A Wampanoag language immersion preschool is opening in North Falmouth

The group that has been teaching the Wampanoag language to tribe members for the last two decades is now opening a preschool for the first time. Applications are being accepted now.

The language, called Wôpanâak, had fallen silent for nearly 150 years when MashpeeWampanoag Tribe member Jessie Baird (Little Doe) began to revitalize it in 1993. Using a trove of documents dating back to the 1600s, Baird pieced together the grammar and vocabulary of her ancestors and taught herself to speak it.

Baird and others started the Wôpanâak Language Reclamation Project to teach more Wampanoags the long-forgotten tongue.
 
In 2012, the project leaders started putting together an application for a state-funded charter school.

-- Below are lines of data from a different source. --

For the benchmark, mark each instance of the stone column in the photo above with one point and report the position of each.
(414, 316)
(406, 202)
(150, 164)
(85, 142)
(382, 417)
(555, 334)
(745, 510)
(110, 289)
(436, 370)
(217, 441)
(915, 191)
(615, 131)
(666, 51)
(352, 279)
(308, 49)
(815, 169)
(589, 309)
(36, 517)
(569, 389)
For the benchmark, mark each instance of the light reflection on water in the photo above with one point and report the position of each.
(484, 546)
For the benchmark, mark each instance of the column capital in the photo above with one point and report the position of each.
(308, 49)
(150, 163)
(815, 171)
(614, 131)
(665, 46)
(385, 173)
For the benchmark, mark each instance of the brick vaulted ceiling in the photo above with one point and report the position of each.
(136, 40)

But they put those plans on hold in November after two of their early applications were met with numerous questions from state regulators.
 
Jennifer Weston, the immersion school developer for the project, says it was feedback from the state, plus the language project’s desire to start with a small-scale school that made them drop the charter school concept.
 
“Often charter schools are quite large initially, especially in proportion to the number of teachers we have in the community,” she said.
 
Instead, the project formed a partnership with the Montessori Academy of Cape Cod in North Falmouth to open a Wôpanâak preschool classroom inside the existing school.
 
This new “Children’s House” (MukayuhsakWeekuw) will use the same Montessori method of teaching, but be taught almost exclusively in Wôpanâak. Children attending the pre-existing Montessori school will interact with the Children’s House students for part of the school day. For funding, the immersion program has applied for a three-year federal grant from the Administration for Native Americans.
 
The long-term goal is to grow the immersion program into a preschool-to-grade 12 school. 
Weston says that language immersion has benefits for Native American children as they enter high school.

“Language immersion schools see almost zero dropouts, where as the national average spans between 40 to 50 percent for some tribal communities,” she said. “Language immersion schools just don’t see that kind of attrition."

There will be 14 spots available at the immersion preschool in the first year, which starts in September 2016. Children from Wampanoag tribal households are invited to apply.